News - Naskah Wangsakerta yang berisi enam judul tulisan danterus-menerus menjadi bahan perdebatan disebut-sebut muncul atas prakarsa Pangeran Wangsakerta dari Cirebon yang memimpin "konferensi ilmiah" bernama gotrasawala.

Ditulis pada sekitar abad ke-17, isi dari naskah ini menguraikan sejarah kebudayaan di Nusantara paling tidak sejak abad pertama Masehi.

Meski seakan mengisi kekosongan data sejarah kuno, naskah ini justru janggal di mata para sejarawan dan filolog. Ahli sejarah kebudayaan Hindu-Buddha, Boechari, secara khusus membuat kritik tajam terhadap NaskahWangsakerta lewat tulisannya berjudul "Beberapa Kritik atas Naskah-Naskah Wangsakerta” (1988).

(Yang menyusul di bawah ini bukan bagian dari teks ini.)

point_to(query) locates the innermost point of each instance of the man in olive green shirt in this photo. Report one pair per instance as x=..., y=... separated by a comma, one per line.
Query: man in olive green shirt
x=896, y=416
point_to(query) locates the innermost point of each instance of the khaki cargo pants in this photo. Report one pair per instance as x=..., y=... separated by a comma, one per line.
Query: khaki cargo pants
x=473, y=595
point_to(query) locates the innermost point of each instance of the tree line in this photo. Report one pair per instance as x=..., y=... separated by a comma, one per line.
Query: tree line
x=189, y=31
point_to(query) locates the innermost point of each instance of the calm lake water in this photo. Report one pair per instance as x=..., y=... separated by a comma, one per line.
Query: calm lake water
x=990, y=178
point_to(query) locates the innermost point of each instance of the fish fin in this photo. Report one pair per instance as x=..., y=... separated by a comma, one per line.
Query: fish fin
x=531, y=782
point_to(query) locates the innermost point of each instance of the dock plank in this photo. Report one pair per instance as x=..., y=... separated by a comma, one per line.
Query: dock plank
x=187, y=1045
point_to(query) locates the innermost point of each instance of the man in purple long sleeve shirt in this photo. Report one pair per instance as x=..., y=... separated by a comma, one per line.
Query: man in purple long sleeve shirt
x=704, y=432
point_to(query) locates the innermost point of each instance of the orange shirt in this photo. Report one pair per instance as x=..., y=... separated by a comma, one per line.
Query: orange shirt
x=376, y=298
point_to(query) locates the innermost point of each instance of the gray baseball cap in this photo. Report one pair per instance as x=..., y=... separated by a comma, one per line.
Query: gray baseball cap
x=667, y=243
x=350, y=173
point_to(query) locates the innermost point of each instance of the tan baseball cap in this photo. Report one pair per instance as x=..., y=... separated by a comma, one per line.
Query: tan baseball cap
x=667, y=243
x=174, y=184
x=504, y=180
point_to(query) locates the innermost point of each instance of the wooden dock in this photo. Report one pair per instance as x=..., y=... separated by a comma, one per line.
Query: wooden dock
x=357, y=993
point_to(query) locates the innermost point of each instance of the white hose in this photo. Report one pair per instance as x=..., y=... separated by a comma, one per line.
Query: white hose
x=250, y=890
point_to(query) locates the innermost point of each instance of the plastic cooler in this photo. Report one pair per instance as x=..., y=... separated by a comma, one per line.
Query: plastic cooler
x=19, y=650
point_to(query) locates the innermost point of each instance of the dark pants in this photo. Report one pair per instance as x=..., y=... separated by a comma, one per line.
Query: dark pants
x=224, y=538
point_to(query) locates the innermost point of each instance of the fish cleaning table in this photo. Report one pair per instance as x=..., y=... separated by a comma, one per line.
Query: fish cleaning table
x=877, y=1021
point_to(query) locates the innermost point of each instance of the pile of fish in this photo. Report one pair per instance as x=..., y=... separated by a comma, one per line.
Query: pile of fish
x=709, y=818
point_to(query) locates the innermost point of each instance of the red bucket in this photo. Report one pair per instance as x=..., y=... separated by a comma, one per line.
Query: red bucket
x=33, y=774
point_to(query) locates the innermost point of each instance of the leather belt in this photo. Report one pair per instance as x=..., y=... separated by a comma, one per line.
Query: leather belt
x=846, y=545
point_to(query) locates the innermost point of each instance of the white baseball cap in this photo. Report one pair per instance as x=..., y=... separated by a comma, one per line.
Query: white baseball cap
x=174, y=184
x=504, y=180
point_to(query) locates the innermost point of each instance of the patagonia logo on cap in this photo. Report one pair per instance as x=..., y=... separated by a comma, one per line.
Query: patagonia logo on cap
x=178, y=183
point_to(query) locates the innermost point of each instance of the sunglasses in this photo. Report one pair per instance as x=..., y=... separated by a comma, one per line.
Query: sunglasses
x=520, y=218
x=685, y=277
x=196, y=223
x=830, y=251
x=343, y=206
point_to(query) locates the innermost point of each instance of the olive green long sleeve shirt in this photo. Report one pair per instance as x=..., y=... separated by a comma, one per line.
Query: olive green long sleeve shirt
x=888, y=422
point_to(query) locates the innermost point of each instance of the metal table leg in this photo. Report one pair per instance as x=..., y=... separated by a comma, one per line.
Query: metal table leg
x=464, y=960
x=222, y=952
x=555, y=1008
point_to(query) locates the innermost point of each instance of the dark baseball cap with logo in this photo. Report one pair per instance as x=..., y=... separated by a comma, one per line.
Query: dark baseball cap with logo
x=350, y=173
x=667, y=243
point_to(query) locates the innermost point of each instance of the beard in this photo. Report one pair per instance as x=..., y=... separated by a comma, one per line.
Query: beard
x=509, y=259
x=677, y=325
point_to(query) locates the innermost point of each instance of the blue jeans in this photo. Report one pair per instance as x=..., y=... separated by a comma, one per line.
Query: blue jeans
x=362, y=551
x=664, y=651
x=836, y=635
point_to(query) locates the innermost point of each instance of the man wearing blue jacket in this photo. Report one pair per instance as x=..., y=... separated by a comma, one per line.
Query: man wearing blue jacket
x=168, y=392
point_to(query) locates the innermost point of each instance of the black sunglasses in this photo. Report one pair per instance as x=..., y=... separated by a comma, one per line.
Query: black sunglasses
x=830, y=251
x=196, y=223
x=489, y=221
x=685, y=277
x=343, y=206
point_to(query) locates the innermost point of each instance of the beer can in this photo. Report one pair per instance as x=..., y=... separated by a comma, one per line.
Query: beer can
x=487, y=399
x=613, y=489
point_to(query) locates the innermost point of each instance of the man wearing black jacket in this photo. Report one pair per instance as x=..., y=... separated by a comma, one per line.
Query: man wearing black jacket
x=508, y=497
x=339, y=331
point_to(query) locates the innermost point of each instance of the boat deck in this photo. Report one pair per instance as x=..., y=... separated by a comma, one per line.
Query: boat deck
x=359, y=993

Menurut Boechari, kejanggalan utama naskah ini terletak dari unsur kebahasaan, si penulis naskah entah mengapa menggunakan bahasa Jawa Kuno. Padahal. bahasa Jawa Kuno tidak lazim digunakan di lingkungan keraton Islam seperti Cirebon.

Bahasa Jawa Kuno terakhir digunakan di keraton Jawa yakni pada masa akhir Kerajaan Majapahit atau terpaut tiga abad dari naskah tersebut. Keanehan lainnya yang dijumpai Boechari adalah keabsahan narasi sejarah, asal-usul penemuan naskah, dan aspek-aspek krusial lainnya.

Di luar tudingan palsu terhadap Naskah Wangsakerta, sosok Pangeran Wangsakerta bukanlah tokoh ahistoris. Sosok ini muncul sebagai salah satu aktor utama dalam drama pergolakan politik Jawa setelah mangkatnya Sultan Agung pada akhir abad ke-17.

Kendati Wangsakerta menjadi semacam monumen bagi sejarah Cirebon, dalam arus sejarah sosok ini malah seakan dicurangi takdir. Ia tersisih dari panggung sejarah tanpa meninggalkan jejak berarti selain naskah yang membingungkan para sejarawan dan filolog.